Jurgen Habermas1 a bien décrit comment le principe de publicité est le principe de contrôle que le public bourgeois, composé d'individus cultivés, capables de raisonner, a opposé à la pratique du secret propre à l'État absolu. Créateur d'une véritable sphère publique, ce principe circonscrit, à partir du XVIIIe siècle, «un nouvel espace où tente de s'effectuer une médiation entre la société et l'État, sous forme d'une ''opinion publique'' qui vise à transformer la nature de la domination.
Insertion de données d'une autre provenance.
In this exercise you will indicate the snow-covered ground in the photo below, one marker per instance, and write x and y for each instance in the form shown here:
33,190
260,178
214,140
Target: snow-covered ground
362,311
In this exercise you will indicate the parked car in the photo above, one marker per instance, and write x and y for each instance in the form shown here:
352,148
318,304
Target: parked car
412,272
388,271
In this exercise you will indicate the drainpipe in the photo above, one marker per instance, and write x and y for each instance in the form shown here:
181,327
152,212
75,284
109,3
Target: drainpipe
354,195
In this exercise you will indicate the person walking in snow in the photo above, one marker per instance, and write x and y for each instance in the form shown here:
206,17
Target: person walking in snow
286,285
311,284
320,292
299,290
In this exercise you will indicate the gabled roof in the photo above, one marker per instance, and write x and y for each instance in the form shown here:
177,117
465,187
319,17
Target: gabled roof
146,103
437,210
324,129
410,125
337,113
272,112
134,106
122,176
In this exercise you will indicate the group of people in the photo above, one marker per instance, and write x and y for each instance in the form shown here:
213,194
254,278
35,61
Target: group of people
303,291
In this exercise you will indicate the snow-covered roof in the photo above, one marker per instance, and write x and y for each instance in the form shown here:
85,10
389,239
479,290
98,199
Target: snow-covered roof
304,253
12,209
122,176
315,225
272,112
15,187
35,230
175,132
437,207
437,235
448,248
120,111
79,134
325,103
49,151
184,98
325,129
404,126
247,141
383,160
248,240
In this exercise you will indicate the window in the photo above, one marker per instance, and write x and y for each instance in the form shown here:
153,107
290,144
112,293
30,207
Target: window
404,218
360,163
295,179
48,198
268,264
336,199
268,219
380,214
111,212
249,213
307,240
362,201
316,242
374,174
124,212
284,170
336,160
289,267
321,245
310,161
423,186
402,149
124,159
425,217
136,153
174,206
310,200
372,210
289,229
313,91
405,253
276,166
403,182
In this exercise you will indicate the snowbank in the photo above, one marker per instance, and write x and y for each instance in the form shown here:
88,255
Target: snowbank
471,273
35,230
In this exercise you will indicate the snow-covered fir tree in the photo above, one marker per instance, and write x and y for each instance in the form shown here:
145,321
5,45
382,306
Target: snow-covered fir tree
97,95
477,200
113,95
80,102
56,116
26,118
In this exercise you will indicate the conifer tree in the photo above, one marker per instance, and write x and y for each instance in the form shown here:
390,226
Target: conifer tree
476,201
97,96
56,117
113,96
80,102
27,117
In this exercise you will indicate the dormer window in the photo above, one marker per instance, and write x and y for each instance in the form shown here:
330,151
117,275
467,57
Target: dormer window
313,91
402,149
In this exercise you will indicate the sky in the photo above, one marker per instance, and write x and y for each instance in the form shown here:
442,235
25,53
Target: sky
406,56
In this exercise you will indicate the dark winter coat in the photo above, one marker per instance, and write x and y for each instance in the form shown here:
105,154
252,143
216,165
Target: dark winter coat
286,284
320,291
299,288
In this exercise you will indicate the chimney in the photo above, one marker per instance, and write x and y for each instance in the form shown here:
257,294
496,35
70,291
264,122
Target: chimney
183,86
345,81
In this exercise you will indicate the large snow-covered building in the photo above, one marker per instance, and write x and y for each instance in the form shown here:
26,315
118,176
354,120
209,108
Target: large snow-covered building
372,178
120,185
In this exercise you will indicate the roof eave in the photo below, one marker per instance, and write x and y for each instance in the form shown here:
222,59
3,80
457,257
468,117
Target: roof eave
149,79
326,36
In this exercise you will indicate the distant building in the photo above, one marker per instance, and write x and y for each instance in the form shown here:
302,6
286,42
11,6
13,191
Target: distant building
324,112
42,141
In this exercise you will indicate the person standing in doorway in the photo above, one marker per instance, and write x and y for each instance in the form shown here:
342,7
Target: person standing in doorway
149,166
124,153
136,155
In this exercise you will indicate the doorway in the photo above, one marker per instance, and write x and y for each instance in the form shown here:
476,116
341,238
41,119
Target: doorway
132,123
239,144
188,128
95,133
Ainsi, dès la fin du XVIIe en Angleterre, et en France à partir des années 1730, se constitue une instance de jugement fondée sur l'usage «public» de leur raison par les personnes privées, de sorte que, au travers des salons, cafés, et clubs littéraires, notamment, se forme une «opinion publique» à l'examen de laquelle rien et nul, pas même le roi, ne peut se soustraire.

Dans son cas particulier, l'échec de la Chambre des comptes tient dans son incapacité à convaincre le roi de la «contre-productivité du secret», selon l'expression de Pierre Rosanvallon2. L'opacité notamment financière se révèle un piège pour l'État absolutiste, qui perd ainsi la confiance d'une société qui fait l'expérience de formes nouvelles de délibération et de publicité. L'existence des chambres des comptes ne garantit plus aux yeux des contemporains ''la transparence qui aurait pu désamorcer les révoltes contre l'impôt'': c'est au contraire «le secret des finances comme principe» qui l'emportera jusqu'à la fin de l'Ancien Régime. […].

On retiendra donc que, sous l'Ancien Régime, si le contrôle ''juridictionnel'' des comptes par les chambres a pu exister, quoique de moins en moins étendu, le contrôle ''politique'' des finances de l'État était, lui, dès l'origine volontairement entravé. L'effet de ce refus d'une transparence politique de la gestion des finances a été peut-être la cause profonde de la Révolution de 1789 au moment où la monarchie française terriblement endettée se trouve dépendre du nouveau monde de l'économie financière, celui du crédit.

Rémi Pellet, La Cour des comptes, La découverte (1998), pp.14-15





1 : Junger Habermas, L'Espace public, Payot, 1978.
2 : Pierre Rosanvallon, L'État en France, de 1789 à nos jours, Seuil, 1990, p.27.